Na realidade, a Assembléia Geral das Nações Unidas, a quem caberá tomar a decisão final sobre o assunto, adota uma certa prudência: ela deixa a porta aberta a uma ou a outra solução. Ao mesmo tempo, ela empreende uma dinâmica que, sem prejulgar a solução final, traduz a vontade de dar tempo ao tempo e não se precipitar, sob o risco de conduzir a uma decodificação da matéria, tática que parece traduzir uma questão de oportunidade, conforme se extrai da análise de suas próprias resoluções4.

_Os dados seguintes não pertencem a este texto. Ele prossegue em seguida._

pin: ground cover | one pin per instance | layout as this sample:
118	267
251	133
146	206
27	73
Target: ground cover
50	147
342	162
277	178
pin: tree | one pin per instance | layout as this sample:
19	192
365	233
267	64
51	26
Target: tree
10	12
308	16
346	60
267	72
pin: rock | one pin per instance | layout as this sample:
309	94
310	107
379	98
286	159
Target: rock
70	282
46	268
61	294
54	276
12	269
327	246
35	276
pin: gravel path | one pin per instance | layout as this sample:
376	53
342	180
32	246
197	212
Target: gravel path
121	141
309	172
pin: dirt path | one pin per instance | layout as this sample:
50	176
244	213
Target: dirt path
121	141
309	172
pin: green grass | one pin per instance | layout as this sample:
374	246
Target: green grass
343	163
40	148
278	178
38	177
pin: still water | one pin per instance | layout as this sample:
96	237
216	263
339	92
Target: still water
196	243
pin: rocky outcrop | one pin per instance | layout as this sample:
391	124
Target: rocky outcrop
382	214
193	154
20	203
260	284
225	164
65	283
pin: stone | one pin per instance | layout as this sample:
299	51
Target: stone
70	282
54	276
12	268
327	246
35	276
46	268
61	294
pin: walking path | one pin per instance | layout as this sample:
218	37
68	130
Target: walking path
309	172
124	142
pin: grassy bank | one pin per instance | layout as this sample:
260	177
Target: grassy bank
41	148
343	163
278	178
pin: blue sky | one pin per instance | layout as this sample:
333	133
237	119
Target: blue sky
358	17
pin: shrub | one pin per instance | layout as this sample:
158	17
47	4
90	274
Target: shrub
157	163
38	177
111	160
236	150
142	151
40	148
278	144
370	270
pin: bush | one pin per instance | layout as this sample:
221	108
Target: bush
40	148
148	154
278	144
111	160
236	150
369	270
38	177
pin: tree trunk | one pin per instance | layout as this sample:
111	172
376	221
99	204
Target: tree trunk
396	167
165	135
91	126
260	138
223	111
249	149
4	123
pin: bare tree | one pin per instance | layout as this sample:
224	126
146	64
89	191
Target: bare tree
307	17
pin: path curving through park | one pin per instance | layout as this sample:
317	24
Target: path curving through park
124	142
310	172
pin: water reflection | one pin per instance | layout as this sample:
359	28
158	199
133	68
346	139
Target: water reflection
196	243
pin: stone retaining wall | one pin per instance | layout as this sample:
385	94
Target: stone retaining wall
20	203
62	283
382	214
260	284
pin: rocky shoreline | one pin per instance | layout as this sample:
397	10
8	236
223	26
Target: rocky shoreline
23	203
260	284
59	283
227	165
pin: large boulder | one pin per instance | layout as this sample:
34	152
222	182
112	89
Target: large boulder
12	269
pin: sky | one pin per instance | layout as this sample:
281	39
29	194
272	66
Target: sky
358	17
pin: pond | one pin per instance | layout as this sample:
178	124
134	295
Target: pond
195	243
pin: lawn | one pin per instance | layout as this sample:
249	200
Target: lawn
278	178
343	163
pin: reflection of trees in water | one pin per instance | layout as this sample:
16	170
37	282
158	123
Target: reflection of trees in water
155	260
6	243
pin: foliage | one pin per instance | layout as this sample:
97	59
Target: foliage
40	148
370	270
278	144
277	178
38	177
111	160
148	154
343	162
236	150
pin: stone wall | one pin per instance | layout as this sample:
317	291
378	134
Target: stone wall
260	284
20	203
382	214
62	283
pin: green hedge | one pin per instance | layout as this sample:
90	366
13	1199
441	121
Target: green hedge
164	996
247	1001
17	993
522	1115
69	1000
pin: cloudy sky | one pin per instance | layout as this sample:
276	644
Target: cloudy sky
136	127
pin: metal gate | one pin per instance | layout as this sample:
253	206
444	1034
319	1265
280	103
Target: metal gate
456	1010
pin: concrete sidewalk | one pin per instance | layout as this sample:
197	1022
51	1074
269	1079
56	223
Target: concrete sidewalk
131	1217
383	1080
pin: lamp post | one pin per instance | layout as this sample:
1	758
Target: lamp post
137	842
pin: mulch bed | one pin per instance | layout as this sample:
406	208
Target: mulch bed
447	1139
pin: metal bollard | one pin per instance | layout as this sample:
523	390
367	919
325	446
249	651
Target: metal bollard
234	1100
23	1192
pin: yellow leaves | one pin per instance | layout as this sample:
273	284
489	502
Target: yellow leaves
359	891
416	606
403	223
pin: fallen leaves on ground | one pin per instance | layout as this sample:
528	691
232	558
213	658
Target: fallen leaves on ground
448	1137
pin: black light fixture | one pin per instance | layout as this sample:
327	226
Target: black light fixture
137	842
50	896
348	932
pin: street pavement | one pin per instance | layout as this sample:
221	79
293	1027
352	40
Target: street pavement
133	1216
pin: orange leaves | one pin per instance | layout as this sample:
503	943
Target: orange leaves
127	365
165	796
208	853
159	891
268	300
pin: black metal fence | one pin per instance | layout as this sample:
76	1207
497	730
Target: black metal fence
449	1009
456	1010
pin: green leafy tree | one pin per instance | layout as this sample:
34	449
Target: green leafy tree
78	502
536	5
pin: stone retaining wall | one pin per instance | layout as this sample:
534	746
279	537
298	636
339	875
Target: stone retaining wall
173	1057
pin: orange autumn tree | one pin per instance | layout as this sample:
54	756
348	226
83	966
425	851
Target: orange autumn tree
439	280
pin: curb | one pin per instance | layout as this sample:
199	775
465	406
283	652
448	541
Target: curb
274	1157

Analisando em conjunto o que dispõe o Projeto de Artigos sobre Responsabilidade do Estado por Ato Ilícito Internacional, o estágio atual em que se encontra seu debate, e a sistemática da international accountability dos direitos humanos e, em especial, aquela pertinente aos direitos econômicos, sociais e culturais, vislumbra-se que aquela ainda reflete muito mais os princípios sustentadores da proteção diplomática do que propriamente aqueles invocados para a sustentação da concepção de sujeito de direito enunciada nos pactos internacionais de proteção de direitos humanos.

4 (A/RES/56/83 de 2001); (A/RES/59/35 de 2004) e o Projeto de Resolução preparado em 2007 (A/c.6/62/L.20) que contém quatro disposições: a) recomendação do projeto de artigos à atenção dos Estados; b) solicitação de observações dos Estados sobre decisão tomada sobre o projeto de artigos; c) atualização pelo Secretário Geral de decisões de jurisdições internacionais e outros órgãos internacionais e solicitação de informação sobre a prática interna dos Estados e; d) a Assembléia deverá inscrever este assunto na sua ordem dia da sessão de 2010.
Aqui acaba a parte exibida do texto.